The US and UK are facing growing international criticism over a new security pact signed with Australia.
The deal – seen as an effort to counter China – will see the US and UK give Australia the technology to build nuclear-powered submarines.
But the move angered France, which said it had been “stabbed in the back”, while China accused the three powers of having a “Cold War mentality”.
And the pact has raised fears that it could provoke China into a war.
The alliance, known as Aukus, was announced by US President Joe Biden, UK Prime Minister Boris Johnson and his Australian counterpart Scott Morrison on Wednesday.
While they did not mention China, Aukus is being widely viewed as an effort to counter Beijing’s influence in the contested South China Sea.
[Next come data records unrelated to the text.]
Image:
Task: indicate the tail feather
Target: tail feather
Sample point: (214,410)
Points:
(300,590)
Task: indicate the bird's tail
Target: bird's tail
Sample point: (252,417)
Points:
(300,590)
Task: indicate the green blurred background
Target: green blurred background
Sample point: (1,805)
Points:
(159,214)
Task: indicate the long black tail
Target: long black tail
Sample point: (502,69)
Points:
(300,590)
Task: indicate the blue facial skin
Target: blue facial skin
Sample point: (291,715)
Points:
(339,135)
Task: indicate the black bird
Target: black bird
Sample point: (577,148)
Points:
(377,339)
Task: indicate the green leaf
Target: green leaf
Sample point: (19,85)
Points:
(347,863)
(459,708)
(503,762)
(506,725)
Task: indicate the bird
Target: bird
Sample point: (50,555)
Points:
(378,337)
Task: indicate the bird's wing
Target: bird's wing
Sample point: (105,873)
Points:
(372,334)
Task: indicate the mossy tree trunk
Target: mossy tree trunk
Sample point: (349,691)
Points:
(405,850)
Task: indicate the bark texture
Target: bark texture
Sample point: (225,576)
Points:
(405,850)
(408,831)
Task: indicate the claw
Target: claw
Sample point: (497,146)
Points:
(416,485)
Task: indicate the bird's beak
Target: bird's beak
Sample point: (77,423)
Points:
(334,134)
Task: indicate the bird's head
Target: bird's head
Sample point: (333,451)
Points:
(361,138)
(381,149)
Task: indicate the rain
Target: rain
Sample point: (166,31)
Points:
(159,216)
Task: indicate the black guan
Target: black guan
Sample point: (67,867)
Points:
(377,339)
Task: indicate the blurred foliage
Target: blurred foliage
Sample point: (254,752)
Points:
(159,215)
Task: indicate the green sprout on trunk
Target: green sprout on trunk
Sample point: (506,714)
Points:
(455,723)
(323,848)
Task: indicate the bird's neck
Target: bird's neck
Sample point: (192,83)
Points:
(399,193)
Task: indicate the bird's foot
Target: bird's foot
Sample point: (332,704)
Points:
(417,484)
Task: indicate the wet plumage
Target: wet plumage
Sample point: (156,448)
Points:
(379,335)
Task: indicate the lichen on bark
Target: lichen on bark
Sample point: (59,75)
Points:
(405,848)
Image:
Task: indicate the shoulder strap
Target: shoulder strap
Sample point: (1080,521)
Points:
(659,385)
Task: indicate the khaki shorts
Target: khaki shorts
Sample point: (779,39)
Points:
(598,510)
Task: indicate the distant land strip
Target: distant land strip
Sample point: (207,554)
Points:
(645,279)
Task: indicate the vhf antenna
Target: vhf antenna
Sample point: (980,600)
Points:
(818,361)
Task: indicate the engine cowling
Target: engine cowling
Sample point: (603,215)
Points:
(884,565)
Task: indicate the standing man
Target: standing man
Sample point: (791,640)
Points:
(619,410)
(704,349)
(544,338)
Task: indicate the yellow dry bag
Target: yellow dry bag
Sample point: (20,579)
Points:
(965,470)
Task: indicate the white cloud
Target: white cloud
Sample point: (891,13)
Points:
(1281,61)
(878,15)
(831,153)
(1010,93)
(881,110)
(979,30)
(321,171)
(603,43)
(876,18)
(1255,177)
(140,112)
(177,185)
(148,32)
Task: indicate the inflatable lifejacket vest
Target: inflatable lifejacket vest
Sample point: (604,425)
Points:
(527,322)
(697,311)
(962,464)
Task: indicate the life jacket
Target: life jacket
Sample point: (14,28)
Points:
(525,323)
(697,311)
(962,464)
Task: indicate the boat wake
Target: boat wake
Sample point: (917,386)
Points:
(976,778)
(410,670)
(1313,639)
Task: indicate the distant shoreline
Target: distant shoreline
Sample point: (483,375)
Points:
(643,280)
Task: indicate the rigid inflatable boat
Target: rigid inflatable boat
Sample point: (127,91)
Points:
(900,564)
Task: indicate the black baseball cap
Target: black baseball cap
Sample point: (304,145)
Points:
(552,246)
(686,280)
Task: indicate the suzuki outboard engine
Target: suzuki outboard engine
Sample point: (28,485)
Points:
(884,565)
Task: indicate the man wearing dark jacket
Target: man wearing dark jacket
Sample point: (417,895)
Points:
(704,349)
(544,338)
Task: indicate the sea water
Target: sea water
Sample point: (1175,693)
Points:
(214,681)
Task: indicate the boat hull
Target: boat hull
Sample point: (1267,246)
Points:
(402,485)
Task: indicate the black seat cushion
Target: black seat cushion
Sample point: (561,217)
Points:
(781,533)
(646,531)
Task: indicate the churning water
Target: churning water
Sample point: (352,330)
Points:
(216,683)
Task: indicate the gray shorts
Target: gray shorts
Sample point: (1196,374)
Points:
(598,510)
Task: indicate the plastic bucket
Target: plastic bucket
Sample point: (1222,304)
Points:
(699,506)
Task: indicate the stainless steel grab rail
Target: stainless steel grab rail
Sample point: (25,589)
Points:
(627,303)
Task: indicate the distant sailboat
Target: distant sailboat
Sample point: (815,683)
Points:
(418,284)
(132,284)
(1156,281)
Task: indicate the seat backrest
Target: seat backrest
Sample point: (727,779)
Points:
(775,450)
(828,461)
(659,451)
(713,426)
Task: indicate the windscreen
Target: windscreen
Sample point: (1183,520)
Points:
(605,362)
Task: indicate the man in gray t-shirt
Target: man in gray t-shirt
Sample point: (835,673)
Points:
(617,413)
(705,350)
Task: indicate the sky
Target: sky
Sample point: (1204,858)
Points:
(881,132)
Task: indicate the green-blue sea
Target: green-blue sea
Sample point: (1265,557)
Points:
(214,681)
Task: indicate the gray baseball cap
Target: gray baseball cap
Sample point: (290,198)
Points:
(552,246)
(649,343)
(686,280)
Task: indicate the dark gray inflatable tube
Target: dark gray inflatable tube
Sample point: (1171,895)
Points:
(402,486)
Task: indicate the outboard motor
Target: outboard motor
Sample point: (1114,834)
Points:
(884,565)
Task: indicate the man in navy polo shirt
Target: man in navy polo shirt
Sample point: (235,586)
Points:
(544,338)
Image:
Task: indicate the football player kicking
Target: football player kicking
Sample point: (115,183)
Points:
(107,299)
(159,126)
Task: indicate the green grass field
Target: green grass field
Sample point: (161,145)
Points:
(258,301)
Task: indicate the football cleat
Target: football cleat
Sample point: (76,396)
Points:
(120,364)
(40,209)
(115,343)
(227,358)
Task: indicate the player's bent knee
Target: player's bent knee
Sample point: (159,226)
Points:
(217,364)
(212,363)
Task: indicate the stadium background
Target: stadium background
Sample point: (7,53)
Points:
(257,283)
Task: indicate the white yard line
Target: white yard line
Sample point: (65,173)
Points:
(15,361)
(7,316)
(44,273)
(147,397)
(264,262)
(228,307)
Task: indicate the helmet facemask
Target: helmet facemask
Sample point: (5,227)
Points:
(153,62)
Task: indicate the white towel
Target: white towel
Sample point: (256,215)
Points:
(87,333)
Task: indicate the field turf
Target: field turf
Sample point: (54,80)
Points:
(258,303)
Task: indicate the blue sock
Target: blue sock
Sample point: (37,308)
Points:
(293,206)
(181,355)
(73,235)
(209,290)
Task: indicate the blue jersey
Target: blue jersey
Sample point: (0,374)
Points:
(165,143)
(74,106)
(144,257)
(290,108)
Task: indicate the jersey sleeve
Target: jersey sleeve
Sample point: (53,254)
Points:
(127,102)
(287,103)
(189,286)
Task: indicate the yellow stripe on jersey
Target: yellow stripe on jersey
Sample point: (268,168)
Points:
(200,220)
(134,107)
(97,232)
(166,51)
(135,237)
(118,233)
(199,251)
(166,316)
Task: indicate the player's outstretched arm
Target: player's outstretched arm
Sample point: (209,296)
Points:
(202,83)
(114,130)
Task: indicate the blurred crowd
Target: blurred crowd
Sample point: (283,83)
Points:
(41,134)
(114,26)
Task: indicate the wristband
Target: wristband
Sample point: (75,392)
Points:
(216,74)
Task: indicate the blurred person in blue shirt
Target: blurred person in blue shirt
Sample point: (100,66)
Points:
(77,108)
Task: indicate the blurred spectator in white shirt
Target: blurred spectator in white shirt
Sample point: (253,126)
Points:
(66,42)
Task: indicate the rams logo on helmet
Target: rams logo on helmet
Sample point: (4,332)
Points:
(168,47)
ANALYSIS: Why this pact signals a major shift
EXPLAINED: Tensions in the South China Sea
Mr Johnson later told MPs that the agreement was “not intended to be adversarial” to China.
But the prime minister was questioned by his predecessor, Theresa May, about whether the deal could lead to Britain being dragged into war with China.
She asked the prime minister about the “implications” of the partnership in the event of a Chinese invasion of Taiwan.
Mr Johnson replied: “The United Kingdom remains determined to defend international law and that is the strong advice we would give to our friends across the world, and the strong advice that we would give to the government in Beijing.”
Democratic Taiwan sees itself as a sovereign state, but Beijing has increased pressure on the island which it views as a breakaway province.
‘A very low moment’
Meanwhile Washington has sought to quell anger in Paris at the pact, which has scuppered a multibillion-dollar submarine deal France had signed with Australia.
France’s Foreign Minister Jean-Yves Le Drian called the announcement a “stab in the back”.
He called it a “brutal, unilateral and unpredictable decision” that reminded him of former US President Donald Trump.
French diplomats in Washington cancelled a gala to celebrate ties between the US and France in retaliation.